Customization

Custom model

See Custom models for more information.

Custom categorical encoding

See Custom categorical encoding for more information.

Custom regressors

To create your own regressor, create a new class extending the RegressionMixin for single model regressors, and MultiRegressionMixin for regressors outputting multiple models. These mixins automatically extend the sklearn interfaces so that you can also use them in their pipelines.

>>> class MyRegressor(RegressionMixin):
>>>     def _fit(self, X, y):
>>>         # Your fit code
>>>         pass
>>>
>>>     def _predict(self, X):
>>>         # Optional, if you require a custom prediction
>>>         # Defaults to
>>>         return np.sum(X[:, self.terms_] * np.expand_dims(self.coef_, 0), axis=1) \
>>>                       * self.y_std_ + self.y_mean_

One function must be implemented: _fit which takes the encoded and normalized model matrix of the data, X, and the normalized outputs, y. See the RegressionMixin documentation for more information about which other parameters are available during fitting and model selection. If desired, the user could overwrite the default _predict, however, maybe the other attributes and functions must also be updated.

Note

It is important that the constructor of the regressor only sets the variables, and not adjust or validate them. Validation and any adjustments should be done during fitting in the _regr_params, _compute_derived and _validate_X.

During fitting, certain attributes must be set. For RegressionMixin, the user must set (all parameters are also indicated as the attributes of the mixin):

  • terms_ : a 1-D numpy integer array with the indices of the selected terms in the encoded model matrix.

  • coef_ : the coefficients of the terms for a normalized model matrix.

  • scale_ : the scale (or variance of the random errors) of the data.

  • vcomp_ : a 1-D numpy floating point arry with the estimated variance components in a mixed model.

  • fit_ : optionally the fit object, returned by fit_fn_. If specified, the used can call .summary() which is forwarded here.

Have a look at the source code of SimpleRegressor for a simple example.

For a MultiRegressionMixin, only three attributes must be set:

  • models_ : A list of 1-D numpy integer arrays, similar to terms_ above. The models should be sorted by the selection metric, maximum first.
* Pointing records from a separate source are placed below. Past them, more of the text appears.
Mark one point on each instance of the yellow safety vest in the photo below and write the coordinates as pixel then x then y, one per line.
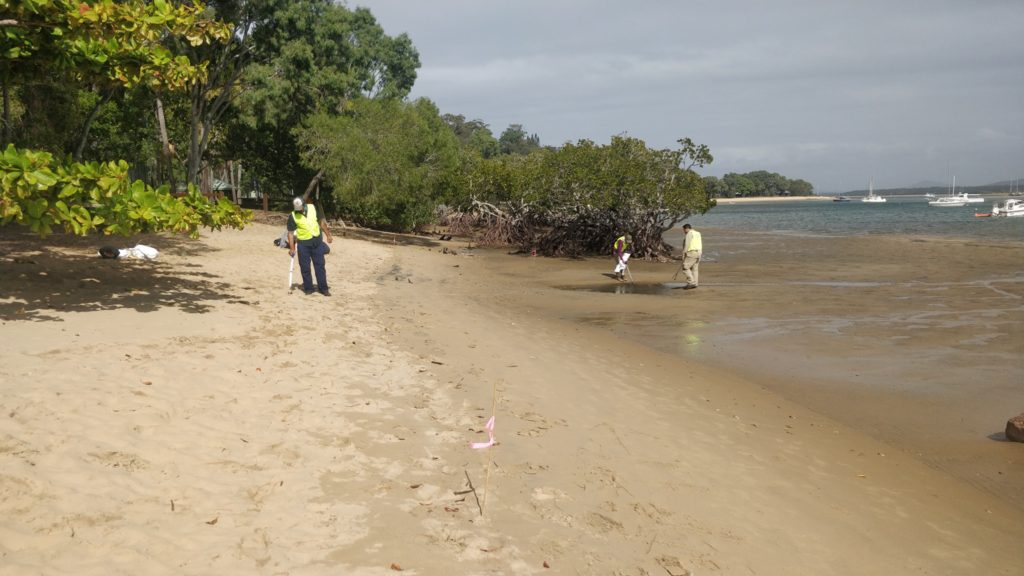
pixel 306 225
pixel 695 243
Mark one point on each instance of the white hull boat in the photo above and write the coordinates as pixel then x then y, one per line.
pixel 871 197
pixel 1012 207
pixel 954 200
pixel 947 202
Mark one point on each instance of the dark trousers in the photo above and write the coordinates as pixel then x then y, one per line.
pixel 312 250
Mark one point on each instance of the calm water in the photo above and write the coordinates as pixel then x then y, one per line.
pixel 910 215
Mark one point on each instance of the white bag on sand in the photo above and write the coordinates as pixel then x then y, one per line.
pixel 139 251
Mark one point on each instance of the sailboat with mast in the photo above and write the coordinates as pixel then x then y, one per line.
pixel 871 197
pixel 951 201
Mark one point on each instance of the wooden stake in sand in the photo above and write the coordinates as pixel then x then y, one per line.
pixel 489 426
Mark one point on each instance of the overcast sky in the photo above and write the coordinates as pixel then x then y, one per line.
pixel 832 91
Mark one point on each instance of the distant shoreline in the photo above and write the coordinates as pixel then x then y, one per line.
pixel 759 199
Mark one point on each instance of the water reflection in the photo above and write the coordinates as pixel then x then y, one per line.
pixel 659 288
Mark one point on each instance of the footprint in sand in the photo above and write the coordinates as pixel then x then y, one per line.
pixel 123 460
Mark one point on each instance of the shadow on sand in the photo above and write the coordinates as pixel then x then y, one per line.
pixel 42 278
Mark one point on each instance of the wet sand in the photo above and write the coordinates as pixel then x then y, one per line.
pixel 190 415
pixel 915 341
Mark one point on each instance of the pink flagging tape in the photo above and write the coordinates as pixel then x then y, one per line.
pixel 491 434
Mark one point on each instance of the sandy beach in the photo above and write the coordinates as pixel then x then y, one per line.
pixel 190 415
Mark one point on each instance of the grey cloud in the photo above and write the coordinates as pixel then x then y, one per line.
pixel 823 90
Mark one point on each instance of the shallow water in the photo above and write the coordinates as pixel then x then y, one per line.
pixel 902 215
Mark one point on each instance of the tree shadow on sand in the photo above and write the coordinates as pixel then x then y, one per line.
pixel 40 279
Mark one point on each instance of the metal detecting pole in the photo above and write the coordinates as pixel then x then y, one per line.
pixel 291 273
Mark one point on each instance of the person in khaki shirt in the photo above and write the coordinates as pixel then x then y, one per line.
pixel 692 248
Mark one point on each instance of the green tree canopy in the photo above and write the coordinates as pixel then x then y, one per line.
pixel 105 41
pixel 389 163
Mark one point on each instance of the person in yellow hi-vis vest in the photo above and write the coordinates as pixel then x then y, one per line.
pixel 622 251
pixel 306 231
pixel 692 248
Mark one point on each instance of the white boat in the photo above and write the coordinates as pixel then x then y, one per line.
pixel 971 198
pixel 871 197
pixel 1012 207
pixel 948 201
pixel 952 201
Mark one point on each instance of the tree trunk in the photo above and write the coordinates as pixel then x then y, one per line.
pixel 166 152
pixel 5 135
pixel 88 124
pixel 312 184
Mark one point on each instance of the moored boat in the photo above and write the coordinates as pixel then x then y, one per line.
pixel 1012 207
pixel 871 197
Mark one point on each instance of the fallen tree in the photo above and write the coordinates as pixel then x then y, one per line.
pixel 577 200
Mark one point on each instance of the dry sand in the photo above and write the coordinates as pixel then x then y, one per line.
pixel 192 416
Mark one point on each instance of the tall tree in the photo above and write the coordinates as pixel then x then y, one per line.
pixel 515 140
pixel 388 162
pixel 316 57
pixel 115 41
pixel 473 134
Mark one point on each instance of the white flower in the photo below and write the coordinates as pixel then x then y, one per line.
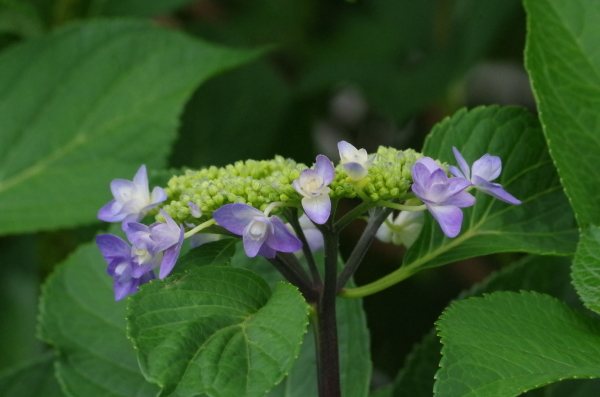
pixel 403 230
pixel 356 162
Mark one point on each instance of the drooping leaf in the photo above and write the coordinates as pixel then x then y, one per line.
pixel 564 66
pixel 543 274
pixel 353 338
pixel 542 224
pixel 217 330
pixel 586 268
pixel 87 104
pixel 507 343
pixel 79 317
pixel 36 378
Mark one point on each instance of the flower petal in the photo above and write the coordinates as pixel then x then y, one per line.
pixel 325 169
pixel 495 190
pixel 449 217
pixel 113 247
pixel 347 151
pixel 170 257
pixel 461 200
pixel 281 239
pixel 317 208
pixel 141 179
pixel 355 171
pixel 235 217
pixel 314 238
pixel 267 252
pixel 487 167
pixel 462 163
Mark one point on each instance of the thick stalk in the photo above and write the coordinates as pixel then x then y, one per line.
pixel 328 367
pixel 377 218
pixel 294 276
pixel 310 259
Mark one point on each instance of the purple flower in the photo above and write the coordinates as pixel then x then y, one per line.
pixel 150 241
pixel 484 170
pixel 262 235
pixel 443 196
pixel 356 162
pixel 118 255
pixel 132 199
pixel 312 184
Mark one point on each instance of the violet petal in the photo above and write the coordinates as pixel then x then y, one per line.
pixel 281 239
pixel 324 168
pixel 449 218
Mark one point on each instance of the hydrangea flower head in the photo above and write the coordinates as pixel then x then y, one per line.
pixel 356 162
pixel 312 184
pixel 121 266
pixel 262 235
pixel 403 229
pixel 484 170
pixel 443 196
pixel 132 199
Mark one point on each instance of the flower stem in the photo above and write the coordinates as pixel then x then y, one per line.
pixel 200 227
pixel 357 255
pixel 328 368
pixel 401 207
pixel 310 259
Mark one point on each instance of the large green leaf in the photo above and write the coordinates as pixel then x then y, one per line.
pixel 217 330
pixel 507 343
pixel 87 104
pixel 36 378
pixel 586 268
pixel 80 318
pixel 542 224
pixel 353 339
pixel 544 274
pixel 564 66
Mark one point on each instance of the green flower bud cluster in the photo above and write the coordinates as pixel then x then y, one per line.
pixel 259 183
pixel 256 183
pixel 388 178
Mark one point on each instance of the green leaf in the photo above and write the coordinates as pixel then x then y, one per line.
pixel 507 343
pixel 217 330
pixel 245 106
pixel 138 8
pixel 36 378
pixel 586 268
pixel 215 253
pixel 79 317
pixel 542 224
pixel 353 339
pixel 548 275
pixel 563 63
pixel 87 104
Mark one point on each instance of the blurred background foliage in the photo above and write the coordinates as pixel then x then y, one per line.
pixel 373 72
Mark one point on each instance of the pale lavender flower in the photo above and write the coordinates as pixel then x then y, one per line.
pixel 443 196
pixel 262 235
pixel 484 170
pixel 312 184
pixel 132 199
pixel 356 162
pixel 401 230
pixel 314 237
pixel 149 242
pixel 117 254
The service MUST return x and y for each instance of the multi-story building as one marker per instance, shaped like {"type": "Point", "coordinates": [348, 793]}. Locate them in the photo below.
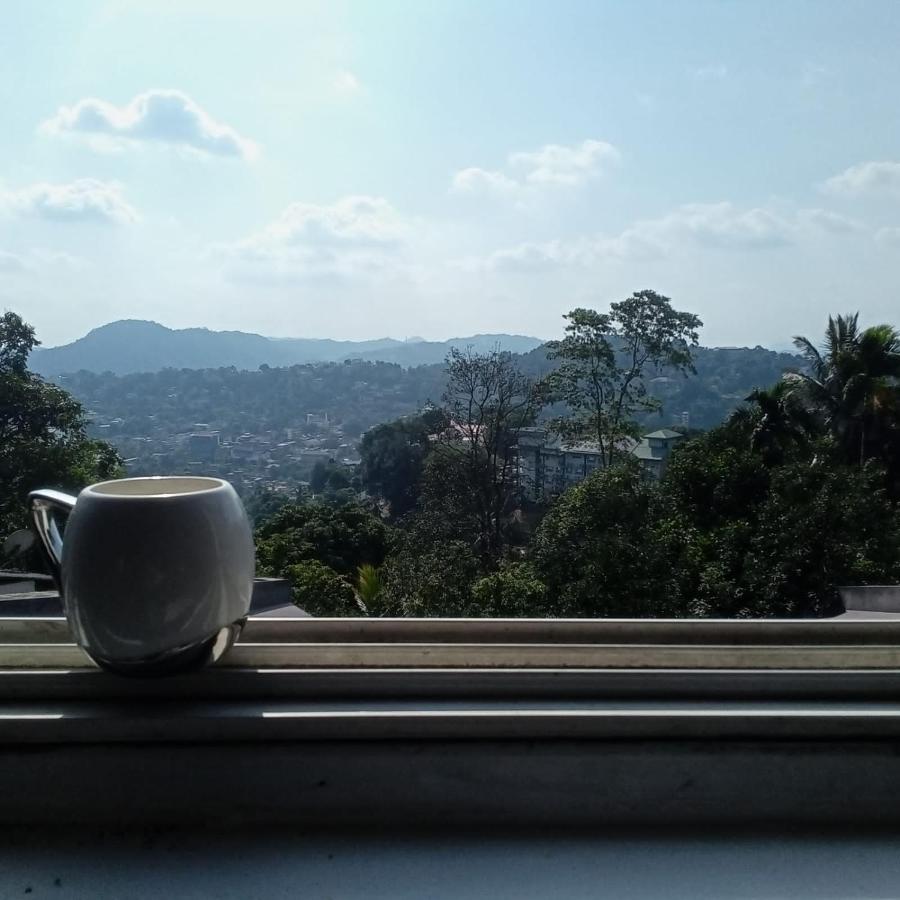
{"type": "Point", "coordinates": [548, 464]}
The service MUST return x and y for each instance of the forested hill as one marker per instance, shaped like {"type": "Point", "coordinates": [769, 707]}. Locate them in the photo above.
{"type": "Point", "coordinates": [137, 346]}
{"type": "Point", "coordinates": [362, 394]}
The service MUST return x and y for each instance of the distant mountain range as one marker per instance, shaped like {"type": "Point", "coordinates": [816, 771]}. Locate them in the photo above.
{"type": "Point", "coordinates": [133, 345]}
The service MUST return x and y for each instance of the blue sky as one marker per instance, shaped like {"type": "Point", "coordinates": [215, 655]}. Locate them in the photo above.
{"type": "Point", "coordinates": [358, 169]}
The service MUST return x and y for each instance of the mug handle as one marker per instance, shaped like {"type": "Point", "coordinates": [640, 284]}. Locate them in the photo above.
{"type": "Point", "coordinates": [43, 503]}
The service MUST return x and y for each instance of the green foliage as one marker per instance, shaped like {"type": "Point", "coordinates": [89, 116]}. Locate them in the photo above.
{"type": "Point", "coordinates": [391, 459]}
{"type": "Point", "coordinates": [514, 591]}
{"type": "Point", "coordinates": [368, 587]}
{"type": "Point", "coordinates": [340, 537]}
{"type": "Point", "coordinates": [853, 387]}
{"type": "Point", "coordinates": [320, 591]}
{"type": "Point", "coordinates": [605, 361]}
{"type": "Point", "coordinates": [42, 432]}
{"type": "Point", "coordinates": [487, 401]}
{"type": "Point", "coordinates": [429, 578]}
{"type": "Point", "coordinates": [596, 553]}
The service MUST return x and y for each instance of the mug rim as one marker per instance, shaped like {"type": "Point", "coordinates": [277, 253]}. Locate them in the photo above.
{"type": "Point", "coordinates": [194, 485]}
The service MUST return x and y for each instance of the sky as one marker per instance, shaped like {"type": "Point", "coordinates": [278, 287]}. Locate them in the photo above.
{"type": "Point", "coordinates": [432, 168]}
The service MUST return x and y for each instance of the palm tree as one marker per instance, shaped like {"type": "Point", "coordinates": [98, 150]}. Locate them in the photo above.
{"type": "Point", "coordinates": [852, 385]}
{"type": "Point", "coordinates": [775, 420]}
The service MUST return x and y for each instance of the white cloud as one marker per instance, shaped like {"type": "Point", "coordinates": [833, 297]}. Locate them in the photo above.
{"type": "Point", "coordinates": [712, 225]}
{"type": "Point", "coordinates": [553, 165]}
{"type": "Point", "coordinates": [84, 200]}
{"type": "Point", "coordinates": [478, 181]}
{"type": "Point", "coordinates": [718, 225]}
{"type": "Point", "coordinates": [355, 236]}
{"type": "Point", "coordinates": [828, 221]}
{"type": "Point", "coordinates": [867, 177]}
{"type": "Point", "coordinates": [156, 116]}
{"type": "Point", "coordinates": [556, 164]}
{"type": "Point", "coordinates": [37, 260]}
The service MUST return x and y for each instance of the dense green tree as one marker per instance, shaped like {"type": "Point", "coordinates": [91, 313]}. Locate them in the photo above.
{"type": "Point", "coordinates": [747, 536]}
{"type": "Point", "coordinates": [428, 578]}
{"type": "Point", "coordinates": [487, 402]}
{"type": "Point", "coordinates": [341, 537]}
{"type": "Point", "coordinates": [777, 421]}
{"type": "Point", "coordinates": [391, 460]}
{"type": "Point", "coordinates": [43, 442]}
{"type": "Point", "coordinates": [853, 386]}
{"type": "Point", "coordinates": [320, 591]}
{"type": "Point", "coordinates": [595, 549]}
{"type": "Point", "coordinates": [515, 590]}
{"type": "Point", "coordinates": [604, 363]}
{"type": "Point", "coordinates": [369, 587]}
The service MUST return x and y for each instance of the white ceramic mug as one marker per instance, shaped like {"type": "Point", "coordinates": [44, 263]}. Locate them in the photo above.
{"type": "Point", "coordinates": [156, 574]}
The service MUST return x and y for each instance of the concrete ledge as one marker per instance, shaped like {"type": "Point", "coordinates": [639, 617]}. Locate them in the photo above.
{"type": "Point", "coordinates": [410, 784]}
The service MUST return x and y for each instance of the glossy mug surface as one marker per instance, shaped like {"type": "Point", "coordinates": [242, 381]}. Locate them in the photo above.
{"type": "Point", "coordinates": [155, 573]}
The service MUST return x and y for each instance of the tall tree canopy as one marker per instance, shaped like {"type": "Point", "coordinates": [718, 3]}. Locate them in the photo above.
{"type": "Point", "coordinates": [604, 362]}
{"type": "Point", "coordinates": [42, 431]}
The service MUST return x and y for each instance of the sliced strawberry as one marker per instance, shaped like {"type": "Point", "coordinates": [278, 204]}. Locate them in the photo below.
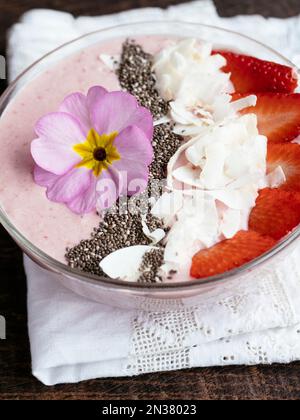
{"type": "Point", "coordinates": [278, 115]}
{"type": "Point", "coordinates": [287, 156]}
{"type": "Point", "coordinates": [252, 75]}
{"type": "Point", "coordinates": [276, 213]}
{"type": "Point", "coordinates": [230, 254]}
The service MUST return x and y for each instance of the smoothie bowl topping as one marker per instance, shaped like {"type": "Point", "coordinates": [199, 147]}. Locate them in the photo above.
{"type": "Point", "coordinates": [181, 163]}
{"type": "Point", "coordinates": [89, 152]}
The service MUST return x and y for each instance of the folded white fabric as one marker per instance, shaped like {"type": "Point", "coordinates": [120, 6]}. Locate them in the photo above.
{"type": "Point", "coordinates": [73, 339]}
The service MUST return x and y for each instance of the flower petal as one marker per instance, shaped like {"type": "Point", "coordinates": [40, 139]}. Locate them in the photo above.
{"type": "Point", "coordinates": [85, 202]}
{"type": "Point", "coordinates": [76, 105]}
{"type": "Point", "coordinates": [69, 186]}
{"type": "Point", "coordinates": [117, 110]}
{"type": "Point", "coordinates": [53, 150]}
{"type": "Point", "coordinates": [107, 189]}
{"type": "Point", "coordinates": [133, 145]}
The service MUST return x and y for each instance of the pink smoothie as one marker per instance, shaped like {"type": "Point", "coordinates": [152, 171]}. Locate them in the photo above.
{"type": "Point", "coordinates": [50, 226]}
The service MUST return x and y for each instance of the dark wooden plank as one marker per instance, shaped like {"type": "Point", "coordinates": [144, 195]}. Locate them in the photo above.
{"type": "Point", "coordinates": [267, 8]}
{"type": "Point", "coordinates": [16, 381]}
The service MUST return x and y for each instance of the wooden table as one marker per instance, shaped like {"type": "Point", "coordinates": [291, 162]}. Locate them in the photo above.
{"type": "Point", "coordinates": [16, 381]}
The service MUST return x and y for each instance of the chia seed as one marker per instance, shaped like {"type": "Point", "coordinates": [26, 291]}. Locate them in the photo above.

  • selection_metrics_ : The values of the selection metric as a 1-D numpy floating point array. a higher selection metric indicates a better model.

  • metric_name_ : The name of the selection metric as a string. Used for interpretation.

Simulated annealing model selection (SAMS)

Simulated annealing model selection, or SAMS, was devised by Wolters and Bingham (2012). It is a model selection algorithm, which instead of looking at the statistical significance, like is most commonly used, simulates multiple models and looks at what the good fitting models have in common. The algorithm works in three stages:

  • The simulation stage: here the algorithm simulates many models of a fixed size using simulated annealing, and sorts them by their \(R^2\). Commonly it simulates 10000 or 20000 models, however it depends on the problem at hand.

  • The reduction stage: here the algorithm takes the simulated models and looks what the most common 1-factor, 2-factor, 3-factor, etc. combinations are. In other words, it looks at which submodel of size k occurs most frequently in the good fitting models for multiple values of k.

  • The selection stage: here the algorithm takes the most occuring submodels of each size and compares them to determine an ordering. The ordering is based on the entropy which is explained later.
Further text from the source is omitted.